Agora, Roberto está amarelo e Luiz apagado de cor. Os irmãos não se viam há anos. Roberto foi para Recife, fez dinheiro, abriu negócio e comprou terras. Luiz ficou. E viu a cana cair de preço e viu o governo cobrar a carteira dos trabalhadores. De Girassol, só não conseguia ver direito que o açúcar que vinha de São Paulo era mais barato do que aquele tirado dos partidos de cana dos morros da Mata Pernambucana.
Foi a sobrinha que disse a Roberto que seu irmão estava nas últimas. Ele relutou em voltar para lá. Só foi nos enterros dos pais e da madrinha, nem para o do padrinho foi… Ninguém insistiu, ninguém falava nada: quando alguém chegava de Luiz, ele não perguntava e, se pouco dissessem, logo se fazia de já satisfeito. Da família de três homens e quatro mulheres, vivos e morando no estado, só ele e Luiz… O irmão mais novo morreu de acidente, uma das irmãs morreu no parto, duas se casaram com homens de fora e uma amigou-se e foi para São Paulo. Agora, só tinha ele e Luiz.

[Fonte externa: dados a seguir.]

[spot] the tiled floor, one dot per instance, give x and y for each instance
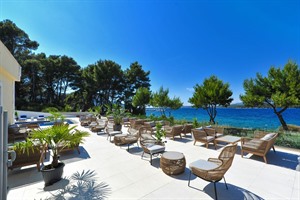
(114, 173)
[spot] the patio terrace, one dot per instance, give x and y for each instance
(124, 175)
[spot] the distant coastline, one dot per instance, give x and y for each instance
(255, 118)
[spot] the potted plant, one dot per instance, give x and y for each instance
(118, 114)
(57, 138)
(159, 132)
(27, 153)
(57, 118)
(16, 116)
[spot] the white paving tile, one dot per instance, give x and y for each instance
(130, 177)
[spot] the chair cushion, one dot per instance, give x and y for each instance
(252, 144)
(219, 134)
(210, 138)
(268, 136)
(154, 148)
(114, 133)
(203, 164)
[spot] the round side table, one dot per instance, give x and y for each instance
(172, 163)
(118, 139)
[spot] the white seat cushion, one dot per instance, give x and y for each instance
(268, 136)
(203, 164)
(113, 133)
(154, 148)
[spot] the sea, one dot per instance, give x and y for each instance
(250, 118)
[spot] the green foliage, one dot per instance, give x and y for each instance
(162, 101)
(159, 132)
(56, 117)
(68, 108)
(195, 123)
(135, 78)
(212, 93)
(289, 139)
(50, 109)
(15, 39)
(117, 112)
(24, 146)
(141, 99)
(59, 137)
(279, 90)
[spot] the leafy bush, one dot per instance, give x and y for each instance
(50, 109)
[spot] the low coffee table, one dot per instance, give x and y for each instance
(118, 139)
(172, 163)
(228, 139)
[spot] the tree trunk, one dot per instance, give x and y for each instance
(283, 123)
(55, 161)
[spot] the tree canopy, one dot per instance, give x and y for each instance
(280, 89)
(15, 39)
(141, 99)
(161, 100)
(58, 81)
(212, 93)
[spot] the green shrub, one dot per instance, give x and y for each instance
(50, 109)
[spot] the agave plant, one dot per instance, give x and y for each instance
(59, 137)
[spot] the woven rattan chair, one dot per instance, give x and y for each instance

Lizinha era a filha solteirona, ficou para ela cuidar da mãe e do pai. Luiz tinha que ser asseado duas vezes ao dia: o calor é grande e o quarto abafado… Luiz, de voz enfraquecida e trêmula, ainda tentava ordenar a limpeza de seu corpo fétido… Porém, já há muitos anos que Lizinha não dava conta do velho que estava ali: limpá-lo era mecânico.
Mas o recado de que Roberto viria correu logo. E foi de repente: disseram pelo meio da manhã que ele chegaria antes do meio-dia. Lizinha corre para assear o pai, trocar-lhe os panos e passar um pano de cheiro na casa.
Depois dos cumprimentos ao séquito que acompanhava Roberto, constituído por uma mistura de parentesco, trabalho e bajulação, Lizinha mostra a ele o canto onde está o irmão.
Roberto vê um corpo na cama. Mas a voz que se ouvia discrepava do corpo frágil, magro e esmaecido: era a voz amara e grave de Luiz.
“Lula…”
“Beto…”
É a saudação. Há tempos que Luiz não consegue se levantar: braços e pernas secaram. Não teve aperto de mão. Mas teve a voz ordenadora de Luiz: “Senta, Beto…”.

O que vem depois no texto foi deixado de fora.